Public humiliation is a sign of disrespect

While a healthy amount of playful banter between the two of you could be chalked up to being normal in any relationship, consistently humiliating you in public is never a good thing. In fact, it can be a sign of controlling and emotionally abusive behavior. Jennifer Kelman told Best Life that your partner could be engaging in an "aggressive act" that is tailored to make them look good in the eyes of the people around you. If this is something you've lived with for years, it might be hard for you to notice the signs. Oftentimes, the humiliation can also be subtle.   

Relationships require a foundation of trust and respect and public humiliation goes against both of those values. You want your partner to be your teammate in life, someone who holds you up and empowers you to be your best self, not someone who says and does derogatory or insulting things to you in front of others. 

If you find yourself in a situation where going out with friends has become a stress factor because of how bad your partner makes you feel in front of others, then it's time to fix the problem. Here are some ways to tackle it. 

Check in with yourself and your partner and call them out

There could be many reasons why your partner chose to tell those at the dinner table about the time you tripped and fell into a pool at a kids' birthday party. They could have made a genuine mistake. Perhaps they like being the life of the party and enjoy making people laugh and told the story in an attempt to get attention. Or it might be one of a series of comments on the part of your spouse to deliberately disrespect you in public. You won't know unless you ask them. Confronting your partner in situations like these is a healthy relationship habit that most people think is toxic. 

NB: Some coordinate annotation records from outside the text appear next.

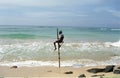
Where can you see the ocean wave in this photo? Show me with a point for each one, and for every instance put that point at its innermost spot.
(74, 63)
(41, 50)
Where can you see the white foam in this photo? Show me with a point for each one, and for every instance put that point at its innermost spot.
(74, 63)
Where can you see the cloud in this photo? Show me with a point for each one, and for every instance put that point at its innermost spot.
(115, 13)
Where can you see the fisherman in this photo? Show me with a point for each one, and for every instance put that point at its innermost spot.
(59, 41)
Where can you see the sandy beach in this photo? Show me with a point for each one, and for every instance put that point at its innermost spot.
(53, 72)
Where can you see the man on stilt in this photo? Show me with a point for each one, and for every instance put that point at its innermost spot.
(60, 40)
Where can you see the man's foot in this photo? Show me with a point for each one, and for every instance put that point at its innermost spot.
(59, 45)
(55, 49)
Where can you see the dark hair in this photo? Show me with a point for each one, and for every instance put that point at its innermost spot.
(60, 32)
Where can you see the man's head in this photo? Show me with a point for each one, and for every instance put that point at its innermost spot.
(60, 32)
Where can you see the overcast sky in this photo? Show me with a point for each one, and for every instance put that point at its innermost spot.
(60, 12)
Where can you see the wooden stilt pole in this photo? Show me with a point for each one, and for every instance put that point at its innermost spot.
(58, 48)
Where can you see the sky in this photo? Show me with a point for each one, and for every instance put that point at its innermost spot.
(60, 12)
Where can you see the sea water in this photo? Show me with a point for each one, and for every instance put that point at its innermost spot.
(29, 45)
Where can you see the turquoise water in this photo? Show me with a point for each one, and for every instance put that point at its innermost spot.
(83, 46)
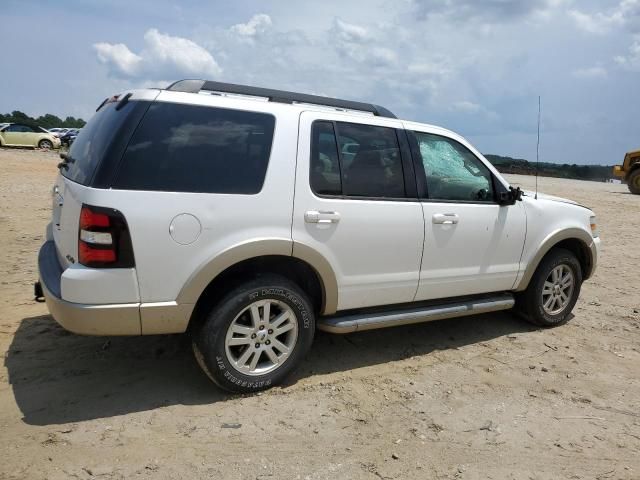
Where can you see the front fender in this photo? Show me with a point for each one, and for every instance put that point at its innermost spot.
(552, 240)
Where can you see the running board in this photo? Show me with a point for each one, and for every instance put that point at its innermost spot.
(369, 321)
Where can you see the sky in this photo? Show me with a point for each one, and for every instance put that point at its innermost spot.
(474, 66)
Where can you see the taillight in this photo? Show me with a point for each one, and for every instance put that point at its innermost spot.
(104, 239)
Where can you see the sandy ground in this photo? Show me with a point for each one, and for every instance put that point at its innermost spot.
(477, 397)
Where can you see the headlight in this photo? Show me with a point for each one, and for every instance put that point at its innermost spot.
(594, 226)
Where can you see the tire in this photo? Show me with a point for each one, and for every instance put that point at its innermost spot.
(238, 350)
(633, 182)
(45, 144)
(549, 300)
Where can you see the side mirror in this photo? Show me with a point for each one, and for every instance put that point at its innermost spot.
(515, 193)
(509, 197)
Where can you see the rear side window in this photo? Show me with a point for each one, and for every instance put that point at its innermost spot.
(91, 146)
(189, 148)
(356, 160)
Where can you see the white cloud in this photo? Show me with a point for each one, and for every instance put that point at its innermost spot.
(625, 13)
(350, 33)
(356, 43)
(488, 11)
(591, 72)
(258, 24)
(163, 56)
(120, 56)
(430, 68)
(466, 106)
(631, 61)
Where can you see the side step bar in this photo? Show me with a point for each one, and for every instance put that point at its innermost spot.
(369, 321)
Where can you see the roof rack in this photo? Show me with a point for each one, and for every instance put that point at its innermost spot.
(280, 96)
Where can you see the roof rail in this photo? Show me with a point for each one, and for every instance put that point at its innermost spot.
(280, 96)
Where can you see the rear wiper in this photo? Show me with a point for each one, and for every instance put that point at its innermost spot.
(66, 160)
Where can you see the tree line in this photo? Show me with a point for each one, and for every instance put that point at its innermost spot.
(45, 121)
(520, 166)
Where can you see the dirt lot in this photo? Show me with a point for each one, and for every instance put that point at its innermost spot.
(477, 397)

Before doing so, however, psychotherapist and relationship expert Mary Jo Rapini advised that you check in with yourself. This is especially true for those who are shy or unassertive in nature. "Get clear about what it felt like for you. Write it down and go through it in your mind," she suggested in a YouTube video. Validating your own emotions surrounding the incident/s is an important first step. Once you've done that, communicate honestly with your significant other about how hurt or angry you are. Rapini encouraged using your words instead of resorting to passive-aggressive behavior. 

Telling them it's okay, if and when they do apologize, is also something you should never do, according to the psychotherapist. Instead, accept their apology and work on forgiving them if they're being genuine.